April 19, 2014 1 Comment
My white paper on health reform in North Carolina suggested that the state should run its own health exchange, move ahead with the Basic Health Plan option under section 1331 of the ACA, and expand insurance coverage via a “private” option using the section 1331 vehicle.
I have been asked whether North Carolina could develop a Basic Health Plan under Section 1331 using the federally run exchange? The short answer is yes; I confirmed this informally with several persons who work in the Obama Administration.
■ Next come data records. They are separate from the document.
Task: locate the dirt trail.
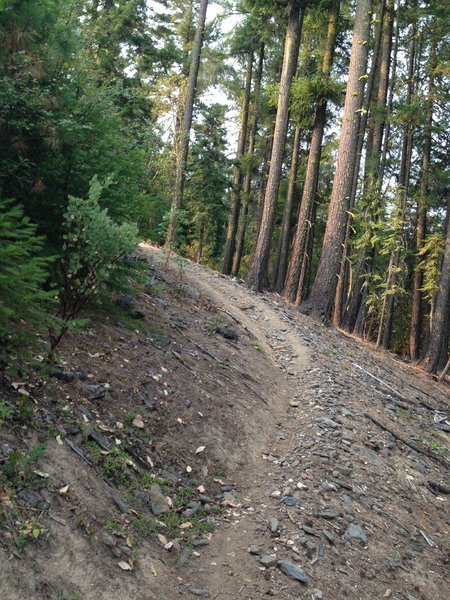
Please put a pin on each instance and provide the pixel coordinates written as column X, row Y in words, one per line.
column 361, row 513
column 320, row 464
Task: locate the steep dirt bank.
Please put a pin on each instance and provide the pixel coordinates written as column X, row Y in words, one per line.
column 296, row 443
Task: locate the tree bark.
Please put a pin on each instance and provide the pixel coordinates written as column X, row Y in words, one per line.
column 416, row 310
column 436, row 354
column 387, row 311
column 321, row 301
column 237, row 174
column 257, row 278
column 186, row 126
column 242, row 229
column 305, row 221
column 281, row 258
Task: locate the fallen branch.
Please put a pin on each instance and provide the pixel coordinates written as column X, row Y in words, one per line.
column 407, row 443
column 78, row 451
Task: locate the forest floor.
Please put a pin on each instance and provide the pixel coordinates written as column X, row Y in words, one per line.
column 298, row 462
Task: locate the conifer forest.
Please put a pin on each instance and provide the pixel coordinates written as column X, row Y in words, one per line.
column 301, row 146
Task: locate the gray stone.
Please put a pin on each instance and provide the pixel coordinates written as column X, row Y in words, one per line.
column 108, row 540
column 33, row 499
column 274, row 525
column 310, row 530
column 356, row 532
column 184, row 557
column 158, row 502
column 120, row 503
column 96, row 391
column 200, row 592
column 268, row 560
column 292, row 571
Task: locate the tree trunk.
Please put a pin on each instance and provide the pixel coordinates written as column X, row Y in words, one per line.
column 237, row 174
column 281, row 259
column 186, row 127
column 201, row 235
column 305, row 221
column 242, row 229
column 387, row 311
column 373, row 177
column 321, row 301
column 257, row 278
column 436, row 354
column 416, row 310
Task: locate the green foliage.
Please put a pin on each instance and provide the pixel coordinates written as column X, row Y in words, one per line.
column 430, row 254
column 22, row 273
column 18, row 468
column 94, row 247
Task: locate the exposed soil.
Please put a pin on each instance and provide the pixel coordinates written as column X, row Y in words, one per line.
column 311, row 448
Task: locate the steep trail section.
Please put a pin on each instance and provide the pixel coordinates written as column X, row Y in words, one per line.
column 350, row 486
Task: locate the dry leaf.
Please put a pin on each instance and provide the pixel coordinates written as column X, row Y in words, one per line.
column 138, row 422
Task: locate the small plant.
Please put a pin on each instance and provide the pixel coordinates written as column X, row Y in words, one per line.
column 93, row 251
column 18, row 467
column 29, row 530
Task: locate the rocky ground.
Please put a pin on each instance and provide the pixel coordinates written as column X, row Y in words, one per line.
column 270, row 457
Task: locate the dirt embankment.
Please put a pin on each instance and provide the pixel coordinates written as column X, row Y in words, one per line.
column 298, row 463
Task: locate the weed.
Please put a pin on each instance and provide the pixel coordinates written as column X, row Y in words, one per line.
column 258, row 346
column 18, row 467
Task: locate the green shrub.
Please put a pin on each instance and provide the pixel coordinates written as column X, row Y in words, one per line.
column 23, row 303
column 93, row 250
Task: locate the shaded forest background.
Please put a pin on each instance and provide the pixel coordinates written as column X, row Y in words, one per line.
column 336, row 195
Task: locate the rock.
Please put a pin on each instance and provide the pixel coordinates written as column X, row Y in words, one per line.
column 227, row 333
column 356, row 532
column 329, row 536
column 85, row 412
column 184, row 557
column 136, row 313
column 310, row 530
column 229, row 497
column 200, row 592
column 290, row 501
column 108, row 540
column 7, row 449
column 292, row 571
column 100, row 439
column 96, row 391
column 121, row 504
column 158, row 502
column 33, row 499
column 274, row 525
column 68, row 376
column 268, row 560
column 201, row 542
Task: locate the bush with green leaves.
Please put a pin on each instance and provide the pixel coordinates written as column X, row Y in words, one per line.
column 23, row 302
column 93, row 251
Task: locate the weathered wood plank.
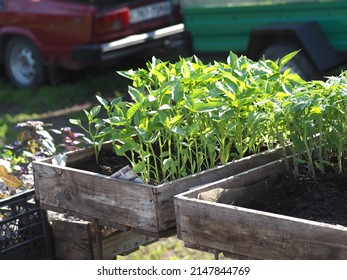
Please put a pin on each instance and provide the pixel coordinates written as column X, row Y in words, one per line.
column 252, row 233
column 77, row 240
column 123, row 243
column 72, row 240
column 97, row 196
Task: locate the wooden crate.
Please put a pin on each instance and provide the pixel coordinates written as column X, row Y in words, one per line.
column 122, row 204
column 216, row 227
column 79, row 240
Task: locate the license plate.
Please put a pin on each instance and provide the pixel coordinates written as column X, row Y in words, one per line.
column 149, row 12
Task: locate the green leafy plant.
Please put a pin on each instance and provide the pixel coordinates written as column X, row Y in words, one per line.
column 189, row 116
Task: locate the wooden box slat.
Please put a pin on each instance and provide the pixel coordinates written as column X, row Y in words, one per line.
column 251, row 233
column 123, row 204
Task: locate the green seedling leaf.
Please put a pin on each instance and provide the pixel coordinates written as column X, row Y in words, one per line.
column 283, row 61
column 75, row 122
column 95, row 111
column 9, row 180
column 102, row 101
column 139, row 167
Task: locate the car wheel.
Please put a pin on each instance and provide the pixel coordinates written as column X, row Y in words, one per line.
column 24, row 63
column 299, row 64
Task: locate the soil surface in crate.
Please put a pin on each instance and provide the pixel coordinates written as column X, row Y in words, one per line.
column 108, row 163
column 323, row 199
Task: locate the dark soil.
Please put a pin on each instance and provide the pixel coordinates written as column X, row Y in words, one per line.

North Carolina could develop a BHP even if we don’t run our exchange. Further, a waiver is not needed to create a Basic Health Plan option that is allowed in Section 1331 of the ACA starting in 2015 for persons between 133%-200% of poverty (the waiver referred to in my white paper would be if we expanded insurance coverage via a private option, and not traditional Medicaid; essentially extending the BHP concept to 0% of poverty). The Basic Health Plan (BHP) allows a state to take 95% of the insurance and cost sharing subsidies that residents would qualify for individually, and bundle them together in a variety of ways. For example, persons in the BHP could be auto-enrolled into the lowest-cost private exchange plan in their county, expanding coverage. In addition to traditional insurance, organizations that were going to become Medicaid ACOs under the extand Medicaid reform plan could also bid for BHP individuals. The BHP could thus encourage competition in a state that has very little in the exchange, as well as to help accelerate the type of thinking that will be necessary for the regionalized Medicaid reform that seems likely to represent the way North Carolina will move.
While I think we should expand coverage to fill in the “coverage gap” using private insurance as the vehicle, developing a BHP for persons between 133-200% of poverty would be a reasonable step that could increase competition and expand insurance coverage in this income group next year.